When used correctly, exception handling can lead to more robust code with less duplication of error handling logic. However, there are some pitfalls to keep in mind.
Anti-pattern #1: Ignoring errors The ignore-errors word should almost never be used. Ignoring errors does not make code more robust and in fact makes it much harder to debug if an intermittent error does show up when the code is run under previously unforseen circumstances. Never ignore unexpected errors; always report them to the user.
Anti-pattern #2: Catching errors too early A less severe form of the previous anti-pattern is code that makes overly zealous use of recover. It is almost always a mistake to catch an error, log a message, and keep going. The only exception is network servers and other long-running processes that must remain running even if individual tasks fail. In these cases, place the recover as high up in the call stack as possible.

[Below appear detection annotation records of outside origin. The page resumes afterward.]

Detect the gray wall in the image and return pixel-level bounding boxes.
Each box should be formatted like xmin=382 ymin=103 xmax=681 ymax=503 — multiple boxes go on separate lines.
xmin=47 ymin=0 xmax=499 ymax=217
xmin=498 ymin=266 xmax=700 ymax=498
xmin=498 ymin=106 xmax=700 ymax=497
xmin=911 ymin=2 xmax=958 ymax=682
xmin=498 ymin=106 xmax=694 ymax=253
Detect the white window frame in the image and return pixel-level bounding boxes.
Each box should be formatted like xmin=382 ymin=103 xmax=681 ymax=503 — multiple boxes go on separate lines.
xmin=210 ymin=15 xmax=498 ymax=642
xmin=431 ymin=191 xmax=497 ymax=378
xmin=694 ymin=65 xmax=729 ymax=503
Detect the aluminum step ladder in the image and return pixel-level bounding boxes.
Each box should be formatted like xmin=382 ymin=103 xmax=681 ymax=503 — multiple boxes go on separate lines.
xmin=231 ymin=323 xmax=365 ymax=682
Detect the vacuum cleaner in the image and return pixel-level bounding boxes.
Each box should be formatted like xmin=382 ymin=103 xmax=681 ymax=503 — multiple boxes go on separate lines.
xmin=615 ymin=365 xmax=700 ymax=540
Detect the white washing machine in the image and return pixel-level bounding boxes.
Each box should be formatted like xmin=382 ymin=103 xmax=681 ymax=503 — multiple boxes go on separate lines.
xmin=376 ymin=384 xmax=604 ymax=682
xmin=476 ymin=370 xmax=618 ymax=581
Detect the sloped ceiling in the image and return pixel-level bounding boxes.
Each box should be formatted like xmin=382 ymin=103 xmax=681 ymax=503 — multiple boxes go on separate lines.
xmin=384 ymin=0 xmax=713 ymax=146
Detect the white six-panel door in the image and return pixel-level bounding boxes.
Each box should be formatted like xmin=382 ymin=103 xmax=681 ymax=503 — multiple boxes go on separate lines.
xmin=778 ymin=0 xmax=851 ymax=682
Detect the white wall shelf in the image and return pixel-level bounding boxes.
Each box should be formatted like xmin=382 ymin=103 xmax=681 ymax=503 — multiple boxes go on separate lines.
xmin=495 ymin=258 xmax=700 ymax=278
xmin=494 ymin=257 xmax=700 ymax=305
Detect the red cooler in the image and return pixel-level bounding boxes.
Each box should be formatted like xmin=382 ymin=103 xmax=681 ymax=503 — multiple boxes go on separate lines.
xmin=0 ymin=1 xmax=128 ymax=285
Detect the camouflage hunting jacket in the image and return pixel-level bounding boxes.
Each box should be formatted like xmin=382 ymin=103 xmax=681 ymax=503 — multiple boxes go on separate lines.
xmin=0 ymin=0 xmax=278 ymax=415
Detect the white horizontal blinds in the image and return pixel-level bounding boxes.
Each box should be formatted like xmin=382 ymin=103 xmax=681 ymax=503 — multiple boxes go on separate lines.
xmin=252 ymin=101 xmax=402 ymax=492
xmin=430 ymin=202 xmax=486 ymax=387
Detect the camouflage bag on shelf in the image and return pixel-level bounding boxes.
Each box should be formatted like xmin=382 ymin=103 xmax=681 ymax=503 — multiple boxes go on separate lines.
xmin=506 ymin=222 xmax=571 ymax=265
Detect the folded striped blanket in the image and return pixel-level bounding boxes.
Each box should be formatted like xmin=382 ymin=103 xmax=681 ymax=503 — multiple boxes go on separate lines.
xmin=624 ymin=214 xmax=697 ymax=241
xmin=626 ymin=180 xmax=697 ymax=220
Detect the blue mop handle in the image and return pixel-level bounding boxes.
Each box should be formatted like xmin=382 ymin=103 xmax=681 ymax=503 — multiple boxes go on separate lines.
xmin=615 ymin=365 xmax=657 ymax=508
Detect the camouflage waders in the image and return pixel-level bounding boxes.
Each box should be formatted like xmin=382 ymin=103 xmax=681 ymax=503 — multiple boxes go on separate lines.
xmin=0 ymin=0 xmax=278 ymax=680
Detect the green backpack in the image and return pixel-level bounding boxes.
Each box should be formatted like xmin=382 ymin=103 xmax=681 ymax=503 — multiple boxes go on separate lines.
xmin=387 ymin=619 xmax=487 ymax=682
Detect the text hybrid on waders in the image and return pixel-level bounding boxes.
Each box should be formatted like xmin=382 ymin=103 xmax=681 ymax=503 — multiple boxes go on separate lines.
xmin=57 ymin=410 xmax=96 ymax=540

In most other cases, cleanup should be used instead to handle an error and rethrow it automatically.
Anti-pattern #3: Dropping and rethrowing Do not use recover to handle an error by dropping it and throwing a new error. By losing the original error message, you signal to the user that something failed without leaving any indication of what actually went wrong. Either wrap the error in a new error containing additional information, or rethrow the original error. A more subtle form of this is using throw instead of rethrow. The throw word should only be used when throwing new errors, and never when rethrowing errors that have been caught.
Anti-pattern #4: Logging and rethrowing If you are going to rethrow an error, do not log a message. If you do so, the user will see two log messages for the same error, which will clutter logs without adding any useful information.